Who can help fill the funding gap?
The COP29 text contains a line that asks all parties to cooperate using “all public and private sources” to get closer to 1300 billion dollars.
It is in fact a call for multilateral banks, as well as the private sector and its vast resources, to help fill the climate finance gap that governments cannot or do not want to fill alone.
All eyes are therefore on these multilateral banks financed by the taxpayers’ money of their member countries. They currently constitute the largest and most dynamic source of financing for the fight against climate change for developing countries.
Also called development banks (MDBs), these institutions are tied to mandates that require them to provide development assistance, at a low rate compared to private banks, of different types, to regions in need. This could involve, for example, financing a railway line essential to facilitate economic growth in a given region or providing a loan for the construction of a renewable energy project.

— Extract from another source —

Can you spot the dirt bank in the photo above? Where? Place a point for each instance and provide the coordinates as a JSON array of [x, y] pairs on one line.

The largest of these is the World Bank, with regional examples such as the Asian Development Bank, headquartered in Manila, and the African Development Bank (ADB), headquartered in Adbidjan.
It is largely thanks to these institutions that in 2022 the world achieved the goal that countries set in 2009, namely to provide developing countries with $100 billion per year to combat change. climatic. In fact, climate finance provided by these banks to developing countries more than tripled between 2013 and 2022reaching $47 billion this year alone, according to the OECD creditor country reporting system.
Going forward, however, MDBs will need considerable help to meet climate finance targets.
The hope underlying the COP29 text’s call for “private sources” to fill the financing gap will also require private investors, such as private commercial banks, to redouble their efforts to get closer to the objective.
In 2022, private investors contributed $22 billion to finance the fight against climate change, significantly less than the $41 billion provided by foreign governments.
Where will the money go?
The agreement reached this weekend replaces one 15 years ago, which required rich countries to pay $100 billion a year to developing countries to finance the fight against climate change.
This year’s agreement pursues similar objectives and aims to helping poorer countries prepare for a warming world and prevent it from heating up. This will include financing the transition from fossil fuels to clean energy and putting in place the infrastructure necessary for the large-scale installation of technologies such as wind and solar power.
Additionally, regions hit hard by extreme weather will need money to adapt and prepare for events such as floods, typhoons and fires. Agricultural practices will also need to become more resilient to extreme weather, as will the construction of new homes.